Many of Saturday's protests were led by doctors and other health workers, who were also joined by tens of thousands of other Indians demanding action.

Hospitals and clinics across India turned away patients on Saturday, except in emergency cases, as medical professionals began a 24-hour lockdown at 6 a.m. (00:30 GMT). Professors at medical colleges had to rush to emergency rooms.

“We want justice,” shouted the protesters, as they gathered in Kolkata to demand better working conditions and treatment not only for health workers, but also for women in general.

“Healing hands shouldn’t bleed,” read one handwritten sign.

The discovery of the 31-year-old doctor's bloodied body on August 9 at the state-run RG Kar Medical College and Hospital sparked angry protests in several cities across the country.

“We don’t feel safe,” Antara Das, a medical student who joined the protest in Kolkata, told Al Jazeera. “If this had happened inside a hospital that is our second home, where would we be safe now?”

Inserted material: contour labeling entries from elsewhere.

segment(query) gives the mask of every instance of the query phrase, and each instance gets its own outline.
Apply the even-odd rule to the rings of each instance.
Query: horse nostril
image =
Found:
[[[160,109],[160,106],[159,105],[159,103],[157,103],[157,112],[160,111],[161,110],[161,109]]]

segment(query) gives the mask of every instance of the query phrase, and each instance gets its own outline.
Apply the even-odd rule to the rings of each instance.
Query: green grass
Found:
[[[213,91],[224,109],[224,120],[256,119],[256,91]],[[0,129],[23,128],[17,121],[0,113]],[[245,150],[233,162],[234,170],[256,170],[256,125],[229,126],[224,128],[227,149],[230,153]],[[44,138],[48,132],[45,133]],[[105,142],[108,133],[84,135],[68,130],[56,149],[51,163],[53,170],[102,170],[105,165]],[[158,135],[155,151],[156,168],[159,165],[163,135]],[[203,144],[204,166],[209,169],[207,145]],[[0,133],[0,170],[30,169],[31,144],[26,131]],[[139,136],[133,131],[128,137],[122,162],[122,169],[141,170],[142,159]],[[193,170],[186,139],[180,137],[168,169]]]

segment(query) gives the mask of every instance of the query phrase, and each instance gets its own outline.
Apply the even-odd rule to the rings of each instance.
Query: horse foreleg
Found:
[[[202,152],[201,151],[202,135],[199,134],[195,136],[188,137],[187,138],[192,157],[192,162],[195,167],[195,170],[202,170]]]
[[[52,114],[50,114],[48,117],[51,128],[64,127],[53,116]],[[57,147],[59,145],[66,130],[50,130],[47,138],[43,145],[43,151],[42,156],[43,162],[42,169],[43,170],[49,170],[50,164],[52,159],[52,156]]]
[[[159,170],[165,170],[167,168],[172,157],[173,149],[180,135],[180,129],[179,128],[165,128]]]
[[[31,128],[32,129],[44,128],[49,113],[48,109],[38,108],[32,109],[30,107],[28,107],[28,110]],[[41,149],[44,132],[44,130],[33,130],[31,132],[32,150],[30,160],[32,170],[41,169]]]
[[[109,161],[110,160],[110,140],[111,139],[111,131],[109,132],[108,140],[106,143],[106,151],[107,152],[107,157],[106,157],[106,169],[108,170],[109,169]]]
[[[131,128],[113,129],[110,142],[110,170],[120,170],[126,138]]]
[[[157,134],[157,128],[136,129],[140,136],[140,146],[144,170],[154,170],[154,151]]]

A notice at the entrance of a hospital in Mumbai says the outpatient department and dispensary have been closed after the Indian Medical Association declared a 24-hour nationwide strike on August 17. [Francis Mascarenhas/Reuters]

The murdered doctor was found in the seminar room of the university hospital where she worked a 36-hour shift. The autopsy confirmed the sexual assault.

The Indian Medical Association (IMA), the country's largest doctors' group with 400,000 members, condemned the “crime on a barbaric scale and the lack of safe spaces for women”, adding in a statement that both the medical fraternity and the country were “victims”.

Hospitals and clinics in Lucknow in northern Uttar Pradesh, Ahmedabad in western Gujarat, Guwahati in northeastern Assam and Chennai in southern Tamil Nadu, as well as other cities, joined the strike.

Fight for justice

Rakhi Sanyal, a Kolkata-based physician and professor at West Bengal University of Health Sciences, denounced the “brutal murder” of the doctor and called for “justice” for the killing.

“It is the duty of the administration to ensure our safety,” he told Al Jazeera. “This should not have happened.”

Doctors are demanding the implementation of the Central Protection Act, a legislation to protect healthcare workers from violence.

They are also calling for stricter laws, including making any attack on doctors on duty a non-bailable offence.

A man has been arrested in connection with the crime, which is now being investigated by federal investigators after state government officials were accused of mishandling the investigation.

Many cases of crimes against women go unreported in India due to the stigma surrounding sexual violence and lack of trust in the police.

In 2022, the latest year for which data is available, more than 31,000 rapes were reported in India, according to the National Crime Records Bureau (NCRB).

At a doctors' protest in the capital, New Delhi, one sign read: “Enough is enough.”